The son

Par Dukefleed
Doloris

Florian Zeller adapte une seconde fois une de ses pièces de théâtre après « The father ». Dans son précédent film, il nous avait immergés avec brio et une finesse incroyable dans la tête d’un malade d’Alzheimer joué par le grandissime Anthony Hopkins. C’était sa fille qui composait avec ce père malade et essayait de l’accompagner au mieux.

Dans celui-ci, un père golden boy à qui tout réussi doit gérer son ado aux antipodes de ce qu’il est lui-même ; il souffre d’une grave dépression. Entre amour et incompréhension, le dialogue est impossible entre ces deux êtres que tout oppose ; et la souffrance au quotidien est des deux côtés, et les solutions simples inadaptées. Un médecin à un moment dit une phrase tellement juste : « L’amour ne suffit à guérir d’une dépression ». On aimerait tellement croire que c’est suffisant. Les échanges sont parfois d’une grande intelligence et montre au combien les parents peuvent être en partie responsables de ce que sont leurs enfants. Mais montre avec autant de force, les parents démunis face à une maladie dont ils sont aussi les victimes, parfois les acteurs pour partie et les mauvais médecins malgré eux.

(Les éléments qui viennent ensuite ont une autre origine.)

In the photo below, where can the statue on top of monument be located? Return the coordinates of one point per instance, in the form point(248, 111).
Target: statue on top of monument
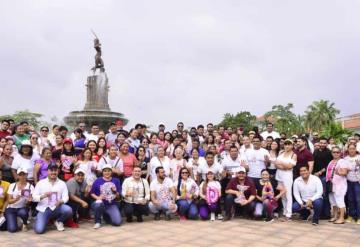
point(99, 63)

Emporté par « The father » et aussi par Anthony Hopkins ; « The son », malgré quelques scènes fortes est plus conventionnel et prévisible. Ce mélodrame prend une route dont on connait très vite l’itinéraire et la destination finale ; son petit twist final auquel on ne peut croire une seconde n’est qu’une coquetterie d’auteur. Donc trop larmoyant pour moi ; une impression d’avoir été manipulé de bout en bout. De la musique, aux décors, à la mise en scène, c’est malgré tout ce que l’on retient au bout d’un film vainement éprouvant.

Pourquoi faire aussi rude ? Peut-être pour montrer que même les bourgeois ont des problèmes…. Déçu au bout du compte.